DEV Community

Cover image for Beyond Static Resources: Delta Compression for Dynamic HTML
Carlos Mateo
Carlos Mateo

Posted on

Beyond Static Resources: Delta Compression for Dynamic HTML

Compression Dictionary Transport (RFC 9842), authored by Patrick Meenan and Yoav Weiss, lets browsers use previously seen content as compression dictionaries, dramatically reducing transfer sizes. The standard is shipped in Chromium-based browsers (Chrome, Edge, Opera, etc.), with Firefox actively working toward enabling it. Early production deployments have shown double-digit percentage reductions in HTML payload sizes and measurable improvements to Largest Contentful Paint.

And there's a natural next step—one that could extend these benefits to the majority of the web's traffic.

(Note: While the standard supports multiple algorithms including Zstandard, this article will use Brotli and its dcb encoding for the purposes of demonstration.)

Where Compression Dictionaries shine today

Compression Dictionary Transport was designed around two powerful use cases:

Use case 1: Delta compression for versioned static resources. Your browser has app.v1.js cached. You deploy app.v2.js. The browser uses the old version as a compression dictionary for the new one, and the server only sends the diff. This works beautifully—but it requires the previous version to be sitting in the HTTP cache with a long max-age.

Use case 2: Pre-built shared dictionaries. You author a separate dictionary file, the browser fetches it during idle time via <link rel="compression-dictionary">, and subsequent responses compress against it. This captures general page structure—common HTML tags, CSS patterns, boilerplate—but it cannot include anything specific to a particular user session or request.

Both use cases are valuable. They also share a structural requirement: the dictionary—whether it's a previous version of a static file or a separately fetched dictionary resource—needs to remain available in the browser's dictionary cache long enough for a future response to reference it. Under the standard, that availability is tied to the response's Cache-Control lifetime. A resource with max-age=86400 stays usable as a dictionary for a day. A resource with no-cache or max-age=0 is evicted from the dictionary storage immediately—before the user even clicks the next link.

That's the starting point for what this article explores: what happens when you decouple those two lifetimes?

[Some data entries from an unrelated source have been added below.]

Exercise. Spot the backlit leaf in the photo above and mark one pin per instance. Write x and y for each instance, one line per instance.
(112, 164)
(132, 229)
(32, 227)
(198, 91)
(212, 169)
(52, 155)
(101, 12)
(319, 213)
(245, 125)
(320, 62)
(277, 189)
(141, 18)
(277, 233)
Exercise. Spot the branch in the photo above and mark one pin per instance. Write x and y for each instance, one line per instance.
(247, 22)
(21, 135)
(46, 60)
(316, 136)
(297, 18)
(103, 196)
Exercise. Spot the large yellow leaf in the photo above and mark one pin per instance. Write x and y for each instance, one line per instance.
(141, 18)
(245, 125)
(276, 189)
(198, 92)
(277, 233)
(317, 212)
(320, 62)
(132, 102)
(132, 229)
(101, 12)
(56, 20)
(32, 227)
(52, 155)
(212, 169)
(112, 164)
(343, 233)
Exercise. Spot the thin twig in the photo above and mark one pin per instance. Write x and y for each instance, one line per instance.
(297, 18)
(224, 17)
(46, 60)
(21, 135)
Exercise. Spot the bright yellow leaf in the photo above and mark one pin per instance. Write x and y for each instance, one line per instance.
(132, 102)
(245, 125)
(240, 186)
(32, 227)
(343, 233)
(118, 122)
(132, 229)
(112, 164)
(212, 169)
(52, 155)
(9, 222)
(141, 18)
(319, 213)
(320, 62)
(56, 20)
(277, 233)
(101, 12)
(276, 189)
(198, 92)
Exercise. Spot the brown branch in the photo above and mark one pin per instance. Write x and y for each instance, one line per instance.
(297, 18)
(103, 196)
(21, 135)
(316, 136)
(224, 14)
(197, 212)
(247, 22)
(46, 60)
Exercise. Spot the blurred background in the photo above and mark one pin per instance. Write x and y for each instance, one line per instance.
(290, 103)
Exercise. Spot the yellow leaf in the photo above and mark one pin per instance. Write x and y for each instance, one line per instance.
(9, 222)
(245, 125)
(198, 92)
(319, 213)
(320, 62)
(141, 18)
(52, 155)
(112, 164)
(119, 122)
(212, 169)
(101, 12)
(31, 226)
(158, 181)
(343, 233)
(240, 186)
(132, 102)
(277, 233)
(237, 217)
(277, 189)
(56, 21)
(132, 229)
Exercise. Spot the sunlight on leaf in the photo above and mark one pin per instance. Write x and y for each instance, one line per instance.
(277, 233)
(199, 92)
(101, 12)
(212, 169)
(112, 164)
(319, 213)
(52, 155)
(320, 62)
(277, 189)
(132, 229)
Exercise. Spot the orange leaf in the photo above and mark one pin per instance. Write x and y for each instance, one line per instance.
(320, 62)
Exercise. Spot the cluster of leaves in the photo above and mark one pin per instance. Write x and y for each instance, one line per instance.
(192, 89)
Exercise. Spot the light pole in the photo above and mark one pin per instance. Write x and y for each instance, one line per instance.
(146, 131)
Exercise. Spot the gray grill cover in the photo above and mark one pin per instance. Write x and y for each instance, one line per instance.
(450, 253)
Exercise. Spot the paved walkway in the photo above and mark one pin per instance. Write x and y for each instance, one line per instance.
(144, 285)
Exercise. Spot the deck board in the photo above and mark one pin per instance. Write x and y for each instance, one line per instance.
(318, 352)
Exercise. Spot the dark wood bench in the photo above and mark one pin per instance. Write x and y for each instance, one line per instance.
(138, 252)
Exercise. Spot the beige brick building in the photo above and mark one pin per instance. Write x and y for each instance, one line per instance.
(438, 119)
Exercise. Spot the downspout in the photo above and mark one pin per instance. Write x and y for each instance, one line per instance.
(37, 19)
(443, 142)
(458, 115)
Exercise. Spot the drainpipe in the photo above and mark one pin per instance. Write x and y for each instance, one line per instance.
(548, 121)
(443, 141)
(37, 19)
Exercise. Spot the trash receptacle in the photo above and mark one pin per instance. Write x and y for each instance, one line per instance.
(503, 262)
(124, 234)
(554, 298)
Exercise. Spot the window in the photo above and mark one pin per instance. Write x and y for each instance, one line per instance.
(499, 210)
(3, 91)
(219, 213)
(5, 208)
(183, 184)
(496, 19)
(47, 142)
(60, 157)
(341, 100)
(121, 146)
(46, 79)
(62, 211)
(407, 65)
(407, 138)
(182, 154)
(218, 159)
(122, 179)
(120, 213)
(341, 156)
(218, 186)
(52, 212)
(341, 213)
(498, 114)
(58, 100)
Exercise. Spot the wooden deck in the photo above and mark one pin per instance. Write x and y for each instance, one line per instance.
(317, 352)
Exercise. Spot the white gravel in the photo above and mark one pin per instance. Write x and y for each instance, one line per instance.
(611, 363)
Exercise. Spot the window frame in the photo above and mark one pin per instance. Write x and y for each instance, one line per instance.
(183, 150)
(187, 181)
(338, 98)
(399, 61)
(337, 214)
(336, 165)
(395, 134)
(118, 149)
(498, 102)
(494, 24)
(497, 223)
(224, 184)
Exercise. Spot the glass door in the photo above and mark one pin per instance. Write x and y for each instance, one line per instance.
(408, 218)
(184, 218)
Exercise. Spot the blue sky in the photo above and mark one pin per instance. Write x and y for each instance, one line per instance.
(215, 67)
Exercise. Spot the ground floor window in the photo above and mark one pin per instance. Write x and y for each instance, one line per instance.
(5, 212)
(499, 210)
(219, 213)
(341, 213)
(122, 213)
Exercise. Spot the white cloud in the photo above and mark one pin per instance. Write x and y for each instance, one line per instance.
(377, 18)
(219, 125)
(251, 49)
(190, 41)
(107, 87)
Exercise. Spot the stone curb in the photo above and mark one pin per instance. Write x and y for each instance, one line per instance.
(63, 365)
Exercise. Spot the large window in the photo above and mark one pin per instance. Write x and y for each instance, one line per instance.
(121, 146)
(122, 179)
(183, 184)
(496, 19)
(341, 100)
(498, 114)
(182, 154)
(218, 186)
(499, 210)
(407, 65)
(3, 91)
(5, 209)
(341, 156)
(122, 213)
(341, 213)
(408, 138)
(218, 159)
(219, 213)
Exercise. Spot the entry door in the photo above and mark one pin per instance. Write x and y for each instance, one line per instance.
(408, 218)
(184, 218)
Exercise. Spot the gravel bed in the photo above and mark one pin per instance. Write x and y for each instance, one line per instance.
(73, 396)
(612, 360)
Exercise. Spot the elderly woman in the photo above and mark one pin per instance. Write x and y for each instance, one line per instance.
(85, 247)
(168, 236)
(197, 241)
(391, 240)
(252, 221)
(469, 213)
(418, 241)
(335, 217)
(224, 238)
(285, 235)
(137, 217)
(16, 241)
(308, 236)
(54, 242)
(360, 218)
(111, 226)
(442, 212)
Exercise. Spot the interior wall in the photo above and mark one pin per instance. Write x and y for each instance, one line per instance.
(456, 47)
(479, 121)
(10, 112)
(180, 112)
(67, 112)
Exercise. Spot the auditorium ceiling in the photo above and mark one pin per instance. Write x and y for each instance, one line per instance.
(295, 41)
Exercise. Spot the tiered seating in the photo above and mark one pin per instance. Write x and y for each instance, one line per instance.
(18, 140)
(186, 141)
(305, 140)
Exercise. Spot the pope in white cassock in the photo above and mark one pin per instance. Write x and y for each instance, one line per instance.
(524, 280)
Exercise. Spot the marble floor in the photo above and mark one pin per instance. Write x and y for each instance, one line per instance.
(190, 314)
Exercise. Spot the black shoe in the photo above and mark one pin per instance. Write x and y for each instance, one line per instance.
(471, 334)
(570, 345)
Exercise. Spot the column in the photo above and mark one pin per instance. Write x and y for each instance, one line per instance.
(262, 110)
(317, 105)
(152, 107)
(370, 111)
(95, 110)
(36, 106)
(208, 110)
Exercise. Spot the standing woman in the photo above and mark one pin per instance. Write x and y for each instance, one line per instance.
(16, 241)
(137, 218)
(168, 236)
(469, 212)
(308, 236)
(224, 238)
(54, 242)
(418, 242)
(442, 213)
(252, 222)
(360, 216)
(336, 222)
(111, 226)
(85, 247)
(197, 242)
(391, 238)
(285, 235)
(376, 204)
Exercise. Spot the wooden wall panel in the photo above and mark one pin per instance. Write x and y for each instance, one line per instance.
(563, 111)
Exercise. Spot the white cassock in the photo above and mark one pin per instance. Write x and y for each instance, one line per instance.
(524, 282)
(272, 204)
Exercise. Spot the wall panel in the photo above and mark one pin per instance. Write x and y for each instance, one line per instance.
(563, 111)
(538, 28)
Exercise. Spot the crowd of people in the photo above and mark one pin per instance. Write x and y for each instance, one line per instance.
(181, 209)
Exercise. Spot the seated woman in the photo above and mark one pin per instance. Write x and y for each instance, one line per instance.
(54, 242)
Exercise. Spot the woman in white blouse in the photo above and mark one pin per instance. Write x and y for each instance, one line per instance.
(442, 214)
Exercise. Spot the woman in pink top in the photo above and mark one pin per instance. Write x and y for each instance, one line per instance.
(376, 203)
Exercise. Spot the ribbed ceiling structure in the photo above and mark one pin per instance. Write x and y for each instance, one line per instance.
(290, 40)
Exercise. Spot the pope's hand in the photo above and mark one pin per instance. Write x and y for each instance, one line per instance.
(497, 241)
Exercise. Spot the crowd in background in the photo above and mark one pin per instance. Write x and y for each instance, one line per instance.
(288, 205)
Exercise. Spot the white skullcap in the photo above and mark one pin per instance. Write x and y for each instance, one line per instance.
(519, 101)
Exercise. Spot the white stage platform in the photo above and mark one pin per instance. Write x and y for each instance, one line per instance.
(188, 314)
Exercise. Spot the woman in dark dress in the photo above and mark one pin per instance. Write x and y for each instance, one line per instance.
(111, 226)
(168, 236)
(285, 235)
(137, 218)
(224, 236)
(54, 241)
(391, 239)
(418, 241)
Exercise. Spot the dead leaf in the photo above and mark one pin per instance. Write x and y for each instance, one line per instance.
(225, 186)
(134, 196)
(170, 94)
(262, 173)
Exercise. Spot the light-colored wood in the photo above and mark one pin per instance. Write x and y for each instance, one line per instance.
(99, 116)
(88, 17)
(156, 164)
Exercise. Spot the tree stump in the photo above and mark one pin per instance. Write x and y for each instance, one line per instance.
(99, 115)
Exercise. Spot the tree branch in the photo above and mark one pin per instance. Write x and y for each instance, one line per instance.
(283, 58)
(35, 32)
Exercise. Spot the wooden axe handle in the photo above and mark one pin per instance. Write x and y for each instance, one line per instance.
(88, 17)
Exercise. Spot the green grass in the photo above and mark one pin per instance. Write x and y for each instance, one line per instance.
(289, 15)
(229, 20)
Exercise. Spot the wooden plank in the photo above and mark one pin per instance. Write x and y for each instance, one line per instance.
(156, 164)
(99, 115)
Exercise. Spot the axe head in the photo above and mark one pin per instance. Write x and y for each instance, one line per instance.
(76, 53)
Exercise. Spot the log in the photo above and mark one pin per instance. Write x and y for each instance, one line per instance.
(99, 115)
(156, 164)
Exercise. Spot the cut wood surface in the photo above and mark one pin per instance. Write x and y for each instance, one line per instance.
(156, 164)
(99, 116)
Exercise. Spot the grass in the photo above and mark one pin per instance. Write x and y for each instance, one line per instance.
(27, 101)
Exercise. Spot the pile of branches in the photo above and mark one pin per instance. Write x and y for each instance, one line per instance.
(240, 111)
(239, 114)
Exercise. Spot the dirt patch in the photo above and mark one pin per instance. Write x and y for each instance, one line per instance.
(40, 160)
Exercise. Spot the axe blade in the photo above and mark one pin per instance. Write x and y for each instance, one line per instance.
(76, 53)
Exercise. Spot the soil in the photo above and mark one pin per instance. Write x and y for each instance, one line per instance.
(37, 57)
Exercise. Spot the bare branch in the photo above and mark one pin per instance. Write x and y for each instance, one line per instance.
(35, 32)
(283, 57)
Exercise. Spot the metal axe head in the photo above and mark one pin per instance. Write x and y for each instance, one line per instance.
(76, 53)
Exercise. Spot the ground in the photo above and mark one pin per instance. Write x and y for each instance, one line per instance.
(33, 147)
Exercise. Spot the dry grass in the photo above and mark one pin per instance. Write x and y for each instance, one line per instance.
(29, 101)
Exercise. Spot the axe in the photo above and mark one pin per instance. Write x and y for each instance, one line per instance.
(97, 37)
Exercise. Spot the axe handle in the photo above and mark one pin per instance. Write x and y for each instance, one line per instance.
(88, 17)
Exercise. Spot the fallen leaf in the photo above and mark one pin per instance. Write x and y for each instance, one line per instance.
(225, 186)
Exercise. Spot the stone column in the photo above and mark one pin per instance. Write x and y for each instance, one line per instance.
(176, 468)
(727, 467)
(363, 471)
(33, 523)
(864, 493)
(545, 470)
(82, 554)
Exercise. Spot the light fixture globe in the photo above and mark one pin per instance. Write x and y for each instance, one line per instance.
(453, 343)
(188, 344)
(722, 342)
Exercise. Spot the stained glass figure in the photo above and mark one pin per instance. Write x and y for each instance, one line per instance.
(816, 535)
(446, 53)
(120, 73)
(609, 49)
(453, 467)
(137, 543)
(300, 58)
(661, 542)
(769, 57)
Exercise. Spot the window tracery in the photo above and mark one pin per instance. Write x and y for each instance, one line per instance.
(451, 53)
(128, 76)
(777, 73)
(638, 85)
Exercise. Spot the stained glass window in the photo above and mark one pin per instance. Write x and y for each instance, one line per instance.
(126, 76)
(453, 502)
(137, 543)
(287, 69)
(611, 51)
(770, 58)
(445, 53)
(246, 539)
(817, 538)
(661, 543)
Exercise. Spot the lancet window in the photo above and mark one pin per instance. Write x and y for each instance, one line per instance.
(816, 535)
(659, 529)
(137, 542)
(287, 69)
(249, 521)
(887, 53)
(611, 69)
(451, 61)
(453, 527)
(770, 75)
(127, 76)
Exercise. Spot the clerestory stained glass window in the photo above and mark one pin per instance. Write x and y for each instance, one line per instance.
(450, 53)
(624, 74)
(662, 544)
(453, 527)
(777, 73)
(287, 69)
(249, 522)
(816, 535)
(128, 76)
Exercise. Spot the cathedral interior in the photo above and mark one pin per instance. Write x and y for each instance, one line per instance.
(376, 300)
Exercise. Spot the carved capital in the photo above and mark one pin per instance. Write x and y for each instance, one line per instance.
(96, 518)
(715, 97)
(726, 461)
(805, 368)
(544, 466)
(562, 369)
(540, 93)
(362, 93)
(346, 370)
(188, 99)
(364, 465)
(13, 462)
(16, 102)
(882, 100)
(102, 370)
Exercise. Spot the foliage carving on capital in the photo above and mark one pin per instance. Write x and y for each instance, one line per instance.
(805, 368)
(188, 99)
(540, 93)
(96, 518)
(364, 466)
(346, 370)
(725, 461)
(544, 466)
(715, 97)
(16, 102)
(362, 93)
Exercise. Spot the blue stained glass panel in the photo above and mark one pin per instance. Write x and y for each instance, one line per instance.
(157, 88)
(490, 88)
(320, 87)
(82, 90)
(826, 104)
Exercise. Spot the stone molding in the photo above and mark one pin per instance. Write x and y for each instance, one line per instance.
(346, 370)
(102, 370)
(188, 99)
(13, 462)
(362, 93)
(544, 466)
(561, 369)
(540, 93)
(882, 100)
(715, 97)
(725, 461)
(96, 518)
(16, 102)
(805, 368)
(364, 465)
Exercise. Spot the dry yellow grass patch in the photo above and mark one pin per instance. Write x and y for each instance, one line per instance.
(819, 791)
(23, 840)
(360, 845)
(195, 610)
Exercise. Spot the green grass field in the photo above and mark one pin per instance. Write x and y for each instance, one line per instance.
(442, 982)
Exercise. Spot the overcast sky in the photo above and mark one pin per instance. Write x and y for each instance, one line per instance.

The opportunity: dynamic content

Think about the pages you visit most often: search results, social media feeds, news sites, ecommerce product listings, dashboards, email inboxes. Many of them share a common characteristic: they are often served with Cache-Control: no-cache or max-age=0. The HTML is personalized, timestamped, and never the same twice.

As currently specified, a response's usability as a compression dictionary is tied to its HTTP cache lifetime. When a dynamic page is served with no-cache, the browser discards it from the dictionary cache immediately. The previous response is gone before the user clicks.

This isn't a flaw in the standard—it's a deliberate scope boundary. While working on the standard, the HTTP Working Group actually discussed decoupling dictionary and cache lifetimes (issue #2649). However, without a compelling use case demonstrated at the time, they scoped it out of the initial specification but explicitly left the door open for future extensions.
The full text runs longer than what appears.